The Texas education Agency is moving forward with this year's standardized test and extending the window for selected exams.
”I want the testing, not so much for the rating, but we need to know how our children are doing," said Caldwell ISD superintendent Andrew Peters. "We lost three months last year, and it’s even been tough for the first semester doing a lot of online,”
Grades three through 12 are required to take the state assessment exam, with only few exceptions for those receiving homebound services. Some parents are upset with the TEA's decision.
School districts are looking into how they will assess the exam. For example, Caldwell ISD is looking into remote learning days.
”One of the things we looked at is possibly having our other students that are not taking the test do a at-home learning day," said Peters. "That will reduce our numbers and allow us to spread the kids out.”
Meanwhile Bryan ISD will take advantage of the TEA's extra assessment time by transitioning their students to online testing, which officials say will also give them more flexibility in the number of students they test a day.
”To take advantage of that extended window," said Director of Accountability Research and Assessment for Bryan ISD, Jill Morris. "Then help our students start preparing for the mandate from the state that we be all online by 2023."
The TEA believes this is still a great time to gauge how much students have learned, despite all the challenges.
Administrators like Morris believe standardized testing can use a more holistic approach.
”Standardized testing is a good tool to know where a student is at a single point and time," Morris added. "But it by no means gives you the whole picture of what a student knows.”
According to Peters, there are still about 45 students in his school district practicing remote learning. Those students will need to go to their campus, or as the TEA announced, find an alternative testing site.
If remote high school students refuse to take the exam, they will receive a score code of zero, holding them back academically. This wasn’t the case last year when the pandemic first hit.
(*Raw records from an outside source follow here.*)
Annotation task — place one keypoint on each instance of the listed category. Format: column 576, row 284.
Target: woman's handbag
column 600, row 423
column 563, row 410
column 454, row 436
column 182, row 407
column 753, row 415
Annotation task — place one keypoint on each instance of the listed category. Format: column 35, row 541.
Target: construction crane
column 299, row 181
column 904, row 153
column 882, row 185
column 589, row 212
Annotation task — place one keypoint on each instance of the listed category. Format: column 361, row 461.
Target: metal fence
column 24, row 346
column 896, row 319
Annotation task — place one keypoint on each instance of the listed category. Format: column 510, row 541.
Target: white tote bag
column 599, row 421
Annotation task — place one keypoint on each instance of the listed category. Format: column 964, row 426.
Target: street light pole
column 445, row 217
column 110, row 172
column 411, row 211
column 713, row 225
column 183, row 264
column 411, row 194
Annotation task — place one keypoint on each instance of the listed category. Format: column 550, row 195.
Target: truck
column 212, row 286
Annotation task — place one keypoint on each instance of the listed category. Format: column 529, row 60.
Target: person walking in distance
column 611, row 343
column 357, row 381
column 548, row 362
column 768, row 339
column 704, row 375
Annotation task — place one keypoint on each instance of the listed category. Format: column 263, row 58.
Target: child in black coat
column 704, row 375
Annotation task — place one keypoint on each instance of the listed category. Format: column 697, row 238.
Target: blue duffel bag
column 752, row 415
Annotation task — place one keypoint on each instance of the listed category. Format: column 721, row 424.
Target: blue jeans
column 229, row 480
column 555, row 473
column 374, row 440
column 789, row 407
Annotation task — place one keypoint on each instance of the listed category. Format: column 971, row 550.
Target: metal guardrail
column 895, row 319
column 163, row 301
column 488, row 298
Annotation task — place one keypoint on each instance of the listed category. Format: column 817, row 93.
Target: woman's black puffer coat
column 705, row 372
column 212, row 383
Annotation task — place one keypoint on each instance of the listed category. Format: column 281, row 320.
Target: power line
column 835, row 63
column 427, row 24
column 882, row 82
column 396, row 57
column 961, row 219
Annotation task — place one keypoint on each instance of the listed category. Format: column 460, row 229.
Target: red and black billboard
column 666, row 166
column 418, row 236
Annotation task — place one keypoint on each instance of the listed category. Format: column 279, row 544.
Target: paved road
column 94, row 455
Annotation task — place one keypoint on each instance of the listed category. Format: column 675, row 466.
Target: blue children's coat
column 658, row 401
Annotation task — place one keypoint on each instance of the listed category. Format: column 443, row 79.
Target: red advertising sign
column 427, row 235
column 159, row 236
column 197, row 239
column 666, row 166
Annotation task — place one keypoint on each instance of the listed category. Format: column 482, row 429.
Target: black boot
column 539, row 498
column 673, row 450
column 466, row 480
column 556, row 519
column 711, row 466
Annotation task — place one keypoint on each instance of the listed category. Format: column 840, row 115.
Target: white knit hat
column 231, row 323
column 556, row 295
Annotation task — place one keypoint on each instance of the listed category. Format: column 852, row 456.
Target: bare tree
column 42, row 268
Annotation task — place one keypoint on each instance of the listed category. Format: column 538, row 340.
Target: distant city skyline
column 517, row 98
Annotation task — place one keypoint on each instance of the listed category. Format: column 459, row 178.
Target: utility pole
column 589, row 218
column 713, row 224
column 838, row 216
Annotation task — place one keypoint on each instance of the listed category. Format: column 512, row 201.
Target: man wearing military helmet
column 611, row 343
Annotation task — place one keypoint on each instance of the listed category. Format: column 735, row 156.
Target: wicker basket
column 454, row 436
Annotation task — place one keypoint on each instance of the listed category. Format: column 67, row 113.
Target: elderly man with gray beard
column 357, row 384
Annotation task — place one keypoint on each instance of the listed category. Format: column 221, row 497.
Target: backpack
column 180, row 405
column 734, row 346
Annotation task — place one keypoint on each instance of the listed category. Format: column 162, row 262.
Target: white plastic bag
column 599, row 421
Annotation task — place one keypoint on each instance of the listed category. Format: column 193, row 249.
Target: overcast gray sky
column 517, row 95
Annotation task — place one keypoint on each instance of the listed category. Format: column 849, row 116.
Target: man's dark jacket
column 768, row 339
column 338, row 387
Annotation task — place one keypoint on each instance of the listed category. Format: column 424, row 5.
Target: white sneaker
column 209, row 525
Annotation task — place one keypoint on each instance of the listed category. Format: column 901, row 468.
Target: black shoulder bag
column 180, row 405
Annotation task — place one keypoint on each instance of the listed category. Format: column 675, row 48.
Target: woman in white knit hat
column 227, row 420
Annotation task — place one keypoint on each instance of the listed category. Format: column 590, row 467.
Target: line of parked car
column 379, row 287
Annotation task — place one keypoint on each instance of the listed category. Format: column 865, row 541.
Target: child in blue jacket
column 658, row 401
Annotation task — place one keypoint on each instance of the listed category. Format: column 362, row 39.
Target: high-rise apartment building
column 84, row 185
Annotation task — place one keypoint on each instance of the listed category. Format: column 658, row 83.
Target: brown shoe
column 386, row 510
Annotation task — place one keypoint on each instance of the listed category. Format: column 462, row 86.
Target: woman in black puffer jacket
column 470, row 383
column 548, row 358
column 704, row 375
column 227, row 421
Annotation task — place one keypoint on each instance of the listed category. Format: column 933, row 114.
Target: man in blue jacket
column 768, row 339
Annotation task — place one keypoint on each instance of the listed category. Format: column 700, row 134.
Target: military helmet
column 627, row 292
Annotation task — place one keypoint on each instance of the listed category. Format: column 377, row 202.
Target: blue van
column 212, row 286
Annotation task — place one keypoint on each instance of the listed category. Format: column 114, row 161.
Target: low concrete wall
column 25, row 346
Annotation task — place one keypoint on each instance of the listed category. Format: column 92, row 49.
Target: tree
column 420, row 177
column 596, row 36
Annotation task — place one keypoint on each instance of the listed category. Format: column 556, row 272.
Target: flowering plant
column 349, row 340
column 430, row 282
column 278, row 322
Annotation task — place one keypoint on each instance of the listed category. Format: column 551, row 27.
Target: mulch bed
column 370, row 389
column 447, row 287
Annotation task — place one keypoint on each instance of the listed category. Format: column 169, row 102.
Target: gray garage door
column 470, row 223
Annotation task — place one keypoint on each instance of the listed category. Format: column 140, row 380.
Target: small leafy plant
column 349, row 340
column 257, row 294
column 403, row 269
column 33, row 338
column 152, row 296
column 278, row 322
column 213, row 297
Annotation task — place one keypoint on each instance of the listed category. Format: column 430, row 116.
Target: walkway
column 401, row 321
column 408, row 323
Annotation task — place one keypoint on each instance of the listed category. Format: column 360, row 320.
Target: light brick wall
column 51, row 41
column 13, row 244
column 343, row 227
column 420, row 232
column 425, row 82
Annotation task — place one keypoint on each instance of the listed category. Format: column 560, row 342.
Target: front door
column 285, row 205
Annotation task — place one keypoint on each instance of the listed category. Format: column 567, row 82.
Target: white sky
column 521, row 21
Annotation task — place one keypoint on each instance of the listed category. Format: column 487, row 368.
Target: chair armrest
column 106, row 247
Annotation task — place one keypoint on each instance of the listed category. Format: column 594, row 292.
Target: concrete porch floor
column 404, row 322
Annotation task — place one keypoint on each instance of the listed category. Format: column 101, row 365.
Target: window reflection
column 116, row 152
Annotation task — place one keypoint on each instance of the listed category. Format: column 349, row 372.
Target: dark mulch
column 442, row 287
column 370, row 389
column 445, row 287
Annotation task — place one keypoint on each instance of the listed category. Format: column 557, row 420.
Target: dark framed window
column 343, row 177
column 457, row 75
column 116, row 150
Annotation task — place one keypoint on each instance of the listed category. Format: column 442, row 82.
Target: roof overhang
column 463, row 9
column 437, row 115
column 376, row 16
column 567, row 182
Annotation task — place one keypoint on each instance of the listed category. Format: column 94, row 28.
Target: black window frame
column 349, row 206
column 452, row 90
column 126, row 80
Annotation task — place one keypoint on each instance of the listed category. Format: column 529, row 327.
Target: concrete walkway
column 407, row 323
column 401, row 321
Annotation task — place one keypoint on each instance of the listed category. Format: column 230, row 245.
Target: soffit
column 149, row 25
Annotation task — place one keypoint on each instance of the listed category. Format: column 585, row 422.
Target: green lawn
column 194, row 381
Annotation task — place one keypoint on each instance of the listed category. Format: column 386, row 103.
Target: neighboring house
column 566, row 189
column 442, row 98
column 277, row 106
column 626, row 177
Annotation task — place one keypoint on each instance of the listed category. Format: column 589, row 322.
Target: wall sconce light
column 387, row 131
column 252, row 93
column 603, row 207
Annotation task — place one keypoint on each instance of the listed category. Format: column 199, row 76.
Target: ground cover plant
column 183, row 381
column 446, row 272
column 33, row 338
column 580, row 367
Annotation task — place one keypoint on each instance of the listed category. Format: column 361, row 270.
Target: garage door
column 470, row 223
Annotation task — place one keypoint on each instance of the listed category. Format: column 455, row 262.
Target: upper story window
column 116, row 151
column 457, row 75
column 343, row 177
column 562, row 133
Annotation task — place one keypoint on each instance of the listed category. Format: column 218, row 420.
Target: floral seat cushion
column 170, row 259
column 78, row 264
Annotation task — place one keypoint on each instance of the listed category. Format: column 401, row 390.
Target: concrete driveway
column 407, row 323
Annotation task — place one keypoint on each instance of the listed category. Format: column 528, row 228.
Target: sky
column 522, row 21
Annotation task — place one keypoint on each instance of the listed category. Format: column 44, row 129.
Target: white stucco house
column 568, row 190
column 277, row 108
”If the kid took the course, they didn’t have to take the test and they will never have to take the test. Those kids were protected for the rest of their high school career," Peters said. "Everybody expected that this year, and that did not happen."
Although high school seniors must take the exam to graduate, the TEA announced in early January that all A-F ratings for school districts have been placed on pause.
In the TEA’s guidance released for the spring 2021 state assessment, officials emphasized social distancing on campuses, as well as providing waivers for districts who are unable to follow local health protocols, allowing students to remote learn on days they're not scheduled for an exam.